There is no obligation to apply the Directive to anyone who works an average of three hours a week or less over a period of four weeks – unless that person has no guaranteed amount of paid work, in which case there is.

Ten key takeaways from the Directive

So what will the Directive mean?  Here are ten key takeaways:

  1. Anyone who is a worker will have the right to receive a statement of their terms and conditions within a week of starting work.The list of required particulars for all workers and employees includes core terms such as place of work, paid leave entitlement, pay, notice and details of working pattern, including in particular whether it is predictable or unpredictable.The UK Government is already bringing these requirements into UK law from 6 April 2020, and in fact has gone further than the Directive in requiring particulars to be provided by day 1.
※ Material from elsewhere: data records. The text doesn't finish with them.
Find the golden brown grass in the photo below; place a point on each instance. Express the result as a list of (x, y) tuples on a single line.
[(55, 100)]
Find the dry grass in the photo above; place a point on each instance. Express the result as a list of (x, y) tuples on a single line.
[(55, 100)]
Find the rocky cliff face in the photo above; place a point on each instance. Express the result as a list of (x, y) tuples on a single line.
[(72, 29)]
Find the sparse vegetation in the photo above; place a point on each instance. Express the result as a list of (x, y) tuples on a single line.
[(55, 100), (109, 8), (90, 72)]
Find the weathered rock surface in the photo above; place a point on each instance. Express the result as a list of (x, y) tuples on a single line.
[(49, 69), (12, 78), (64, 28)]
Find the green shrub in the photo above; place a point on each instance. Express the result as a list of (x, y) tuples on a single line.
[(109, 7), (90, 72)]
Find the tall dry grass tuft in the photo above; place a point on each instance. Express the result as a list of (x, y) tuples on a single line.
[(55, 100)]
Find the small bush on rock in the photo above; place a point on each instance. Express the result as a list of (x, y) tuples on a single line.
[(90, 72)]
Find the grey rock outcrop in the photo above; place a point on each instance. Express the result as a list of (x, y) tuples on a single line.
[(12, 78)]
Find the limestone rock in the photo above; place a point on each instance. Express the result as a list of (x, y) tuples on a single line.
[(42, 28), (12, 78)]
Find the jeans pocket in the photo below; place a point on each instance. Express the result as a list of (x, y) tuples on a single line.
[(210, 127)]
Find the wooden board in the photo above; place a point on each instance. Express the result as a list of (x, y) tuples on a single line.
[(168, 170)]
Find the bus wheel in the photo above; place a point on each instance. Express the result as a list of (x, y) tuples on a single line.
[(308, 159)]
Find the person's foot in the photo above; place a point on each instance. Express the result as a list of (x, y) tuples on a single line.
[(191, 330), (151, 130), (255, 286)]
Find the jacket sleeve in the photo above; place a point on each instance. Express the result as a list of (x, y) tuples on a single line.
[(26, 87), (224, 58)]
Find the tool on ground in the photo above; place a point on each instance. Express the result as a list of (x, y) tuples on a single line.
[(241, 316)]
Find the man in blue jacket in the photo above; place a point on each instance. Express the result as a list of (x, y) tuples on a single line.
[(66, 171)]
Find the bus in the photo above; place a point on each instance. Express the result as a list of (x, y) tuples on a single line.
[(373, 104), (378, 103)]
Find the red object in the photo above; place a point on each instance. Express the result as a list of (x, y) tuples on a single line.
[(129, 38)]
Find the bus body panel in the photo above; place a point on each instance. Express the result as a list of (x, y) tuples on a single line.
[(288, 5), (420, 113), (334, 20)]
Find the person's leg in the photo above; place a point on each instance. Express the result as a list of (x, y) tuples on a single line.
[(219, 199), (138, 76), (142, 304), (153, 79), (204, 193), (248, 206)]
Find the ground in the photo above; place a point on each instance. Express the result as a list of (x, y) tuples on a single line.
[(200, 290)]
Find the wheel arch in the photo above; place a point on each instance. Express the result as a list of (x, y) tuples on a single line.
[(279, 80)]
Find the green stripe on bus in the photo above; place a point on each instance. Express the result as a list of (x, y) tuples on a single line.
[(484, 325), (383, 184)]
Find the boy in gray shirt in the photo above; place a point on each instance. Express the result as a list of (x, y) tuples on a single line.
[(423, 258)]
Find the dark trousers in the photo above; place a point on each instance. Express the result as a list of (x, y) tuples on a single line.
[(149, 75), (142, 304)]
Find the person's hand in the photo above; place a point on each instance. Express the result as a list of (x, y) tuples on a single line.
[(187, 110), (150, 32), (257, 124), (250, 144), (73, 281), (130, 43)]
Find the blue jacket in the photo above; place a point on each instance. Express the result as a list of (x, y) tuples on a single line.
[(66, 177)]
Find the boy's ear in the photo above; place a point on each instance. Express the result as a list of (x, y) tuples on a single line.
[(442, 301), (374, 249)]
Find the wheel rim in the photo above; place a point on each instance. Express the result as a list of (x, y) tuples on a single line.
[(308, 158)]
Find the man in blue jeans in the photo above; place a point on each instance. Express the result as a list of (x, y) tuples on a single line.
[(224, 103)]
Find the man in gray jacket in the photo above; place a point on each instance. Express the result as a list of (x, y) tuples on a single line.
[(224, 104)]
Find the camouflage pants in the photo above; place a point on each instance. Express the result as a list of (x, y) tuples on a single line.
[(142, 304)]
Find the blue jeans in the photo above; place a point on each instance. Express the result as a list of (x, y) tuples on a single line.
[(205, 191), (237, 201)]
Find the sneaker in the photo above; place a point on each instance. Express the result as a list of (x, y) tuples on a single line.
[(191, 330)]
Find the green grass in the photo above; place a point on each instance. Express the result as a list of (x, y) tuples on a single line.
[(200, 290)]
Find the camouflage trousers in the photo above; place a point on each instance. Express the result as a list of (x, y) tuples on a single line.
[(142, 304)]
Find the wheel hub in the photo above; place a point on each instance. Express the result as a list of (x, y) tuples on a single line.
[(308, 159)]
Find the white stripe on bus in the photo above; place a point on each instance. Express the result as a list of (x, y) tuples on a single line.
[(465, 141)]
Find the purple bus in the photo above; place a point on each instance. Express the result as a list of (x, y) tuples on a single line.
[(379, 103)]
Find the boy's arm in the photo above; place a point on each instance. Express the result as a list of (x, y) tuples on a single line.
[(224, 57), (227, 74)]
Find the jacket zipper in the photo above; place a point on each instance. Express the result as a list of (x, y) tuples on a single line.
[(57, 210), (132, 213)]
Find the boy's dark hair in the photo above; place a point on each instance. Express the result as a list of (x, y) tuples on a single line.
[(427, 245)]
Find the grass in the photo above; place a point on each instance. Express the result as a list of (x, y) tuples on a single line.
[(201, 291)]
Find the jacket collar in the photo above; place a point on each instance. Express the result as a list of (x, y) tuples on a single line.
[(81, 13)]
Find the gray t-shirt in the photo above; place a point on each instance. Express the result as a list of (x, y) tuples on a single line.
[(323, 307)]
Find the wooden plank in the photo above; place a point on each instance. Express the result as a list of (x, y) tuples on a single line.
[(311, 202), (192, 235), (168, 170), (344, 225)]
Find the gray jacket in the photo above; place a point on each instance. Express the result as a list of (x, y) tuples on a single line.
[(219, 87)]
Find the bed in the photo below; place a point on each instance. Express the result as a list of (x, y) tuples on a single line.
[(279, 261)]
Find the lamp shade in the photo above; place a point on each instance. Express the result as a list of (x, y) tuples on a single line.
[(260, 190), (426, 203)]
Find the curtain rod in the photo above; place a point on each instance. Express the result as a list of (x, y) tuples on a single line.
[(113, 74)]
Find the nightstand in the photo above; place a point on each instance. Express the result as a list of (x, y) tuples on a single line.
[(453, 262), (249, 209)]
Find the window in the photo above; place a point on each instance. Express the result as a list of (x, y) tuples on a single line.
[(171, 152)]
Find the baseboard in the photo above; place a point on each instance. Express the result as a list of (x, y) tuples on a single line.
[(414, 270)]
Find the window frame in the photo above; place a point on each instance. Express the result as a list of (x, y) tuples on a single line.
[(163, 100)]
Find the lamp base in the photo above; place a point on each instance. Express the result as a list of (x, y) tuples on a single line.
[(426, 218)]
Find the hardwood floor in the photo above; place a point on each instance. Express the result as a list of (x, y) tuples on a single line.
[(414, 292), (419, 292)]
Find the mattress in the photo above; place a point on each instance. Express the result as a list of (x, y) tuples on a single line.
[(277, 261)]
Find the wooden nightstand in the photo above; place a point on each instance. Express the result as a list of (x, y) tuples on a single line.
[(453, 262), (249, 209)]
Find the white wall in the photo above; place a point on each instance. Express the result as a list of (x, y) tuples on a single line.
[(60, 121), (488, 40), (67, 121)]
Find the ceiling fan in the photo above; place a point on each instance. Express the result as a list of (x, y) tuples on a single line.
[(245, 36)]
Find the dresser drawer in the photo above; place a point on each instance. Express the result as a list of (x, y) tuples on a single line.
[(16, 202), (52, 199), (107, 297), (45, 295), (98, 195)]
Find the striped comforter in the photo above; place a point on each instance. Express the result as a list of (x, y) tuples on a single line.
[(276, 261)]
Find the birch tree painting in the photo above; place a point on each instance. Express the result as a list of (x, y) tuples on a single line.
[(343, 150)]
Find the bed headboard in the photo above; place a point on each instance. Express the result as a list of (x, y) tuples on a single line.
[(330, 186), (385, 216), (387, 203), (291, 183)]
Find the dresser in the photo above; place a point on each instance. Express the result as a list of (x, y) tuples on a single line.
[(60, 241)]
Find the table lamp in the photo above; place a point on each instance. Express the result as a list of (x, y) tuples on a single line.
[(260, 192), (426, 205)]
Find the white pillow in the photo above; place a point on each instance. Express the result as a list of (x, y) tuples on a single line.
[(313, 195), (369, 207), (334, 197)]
  2. Where the work pattern is entirely or mostly unpredictable, the employer must state the number of guaranteed paid hours, the pay for work performed in addition to those guaranteed hours, and the reference hours and days within which the worker may be required to work.The UK would need to legislate on this requirement and the below provisions of the Directive if the Directive is to be adopted in this country, although the Government has said it would take some of them forward as part of its Good Work Plan.

  3. There will be a ban on probationary periods (which in the UK are currently entirely a contractual matter) exceeding six months unless on an exceptional basis this is justified by the nature of the employment or the worker’s interests.Absence during the probationary period will justify an extension of equivalent duration.Any probation periods in fixed term contracts must be proportionate to the overall duration.

  4. It will become unlawful to prohibit workers from taking up employment with other employers outside working hours, unless this can be justified by objective grounds such as health and safety, protecting business confidentiality or avoiding conflicts of interests.

  5. Workers whose work pattern is unpredictable will be able to refuse an offer of work without suffering adverse consequences unless they are given reasonable notice and it takes place within predetermined reference hours and days as set out in their contract.

  6. Workers will become entitled to compensation if their employer cancels an assignment after a specified “reasonable deadline” (what this is must be decided by Member States).

  7. Member States which permit the use of “on demand” or similar employment contracts (not defined) must either place limits on their use or duration, or create a rebuttable presumption that it is an employment contract with a minimum amount of paid hours based on the average hours worked in a given period, or take other “equivalent measures” to prevent abusive practices.

  8. Workers with at least six months’ service will have a right to request a new form of employment with more predictable and secure working conditions and to receive a reasoned written reply within one month.

  9. Where mandatory training is prescribed by law, the employer must pay for it, it must count as working time and, where possible, it must take place during working hours.

  10. Workers who seek to exercise their rights under the Directive will be protected from adverse treatment or dismissal for doing so.